I do want to allow byte, ubyte, etc. to be legal values.

Parameterized? As in templated? Just use a template constraint.

class C(T)
     if(is(T : long))
{
}

T will then be allowed to be anything which is implicitly convertible to long.
I'd suggest using std.traits.isIntegral instead though.

class C(T)
     if(isIntegral!T)
{
}

It specifically tests for whether the type is a byte, ubyte, short, ushort,
int, uint, long, or ulong, so it won't included stray structs or classes which
would be implicitly convertible to long, and if/when eont and ucent come
along, they'd be added to isIntegral and be automatically supported.

- Jonathan M Davis

Thanks. isIntegral has given me some error messages that I couldn't understand, though, so I'll take your first suggestion.

This is actually a rephrase of the question I first sent, when somehow didn't appear on the list:

When checking a template variable, what are the base cases for is?
long will satisfy all integer types.  I.e.
  is (typeof(tst0) : long)  == true
real will satisfy all floating point types.
I think that string will satisfy all arrays of characters (need to check that).

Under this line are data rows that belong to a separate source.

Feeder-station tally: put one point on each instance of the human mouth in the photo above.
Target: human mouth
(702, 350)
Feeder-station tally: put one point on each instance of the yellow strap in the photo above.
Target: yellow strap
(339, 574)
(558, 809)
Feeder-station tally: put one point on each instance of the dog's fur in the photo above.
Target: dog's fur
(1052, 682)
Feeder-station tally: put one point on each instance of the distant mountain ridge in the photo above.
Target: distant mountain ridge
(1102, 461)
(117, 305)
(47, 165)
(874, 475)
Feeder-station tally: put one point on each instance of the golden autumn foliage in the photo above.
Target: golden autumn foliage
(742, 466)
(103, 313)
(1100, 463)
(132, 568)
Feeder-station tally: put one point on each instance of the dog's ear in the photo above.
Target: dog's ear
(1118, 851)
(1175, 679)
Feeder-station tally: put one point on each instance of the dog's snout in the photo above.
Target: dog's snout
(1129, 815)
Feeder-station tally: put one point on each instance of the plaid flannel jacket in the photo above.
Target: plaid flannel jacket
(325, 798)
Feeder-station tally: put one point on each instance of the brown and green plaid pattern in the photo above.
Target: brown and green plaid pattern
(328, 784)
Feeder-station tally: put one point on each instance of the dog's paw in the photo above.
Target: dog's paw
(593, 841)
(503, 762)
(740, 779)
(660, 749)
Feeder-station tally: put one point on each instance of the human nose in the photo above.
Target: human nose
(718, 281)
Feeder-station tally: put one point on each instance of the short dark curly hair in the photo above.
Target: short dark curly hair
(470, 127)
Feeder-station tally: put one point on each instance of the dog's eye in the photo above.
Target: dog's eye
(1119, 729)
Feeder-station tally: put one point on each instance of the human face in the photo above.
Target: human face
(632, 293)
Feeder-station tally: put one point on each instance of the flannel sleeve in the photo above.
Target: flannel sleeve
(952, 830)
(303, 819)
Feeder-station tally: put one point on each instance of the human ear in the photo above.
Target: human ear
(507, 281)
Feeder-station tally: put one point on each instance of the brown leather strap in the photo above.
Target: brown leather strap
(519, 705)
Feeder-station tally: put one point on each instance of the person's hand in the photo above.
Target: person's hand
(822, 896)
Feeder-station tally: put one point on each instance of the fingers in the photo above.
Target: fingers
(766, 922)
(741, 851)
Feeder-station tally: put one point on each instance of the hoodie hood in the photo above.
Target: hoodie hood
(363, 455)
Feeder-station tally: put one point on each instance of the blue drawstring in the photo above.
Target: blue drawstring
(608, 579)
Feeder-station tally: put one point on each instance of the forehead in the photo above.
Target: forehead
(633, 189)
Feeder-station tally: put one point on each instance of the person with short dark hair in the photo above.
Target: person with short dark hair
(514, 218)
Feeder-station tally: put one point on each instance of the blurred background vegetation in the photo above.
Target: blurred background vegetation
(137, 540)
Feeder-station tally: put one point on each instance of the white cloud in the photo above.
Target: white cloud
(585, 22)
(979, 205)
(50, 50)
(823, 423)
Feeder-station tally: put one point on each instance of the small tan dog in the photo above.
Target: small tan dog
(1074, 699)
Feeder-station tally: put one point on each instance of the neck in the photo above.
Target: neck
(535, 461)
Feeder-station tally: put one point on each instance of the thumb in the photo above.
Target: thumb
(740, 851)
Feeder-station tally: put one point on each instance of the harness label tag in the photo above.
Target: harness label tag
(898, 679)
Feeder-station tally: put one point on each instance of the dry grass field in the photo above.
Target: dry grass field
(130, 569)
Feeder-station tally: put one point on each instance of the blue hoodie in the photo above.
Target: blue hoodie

But there are lots of other kinds of array. And while Object will satisfy all classes, I don't know anything analogous for structs. Then there's enums (would they be caught by their base type as above, or with they be like string and require an immutable corresponding to the base type?

I'd like to create a chunk of code that will handle all possible types (for a particular operation) but how to do this isn't obvious. I can handle most common types, but there seem to be LOTS of less frequent types.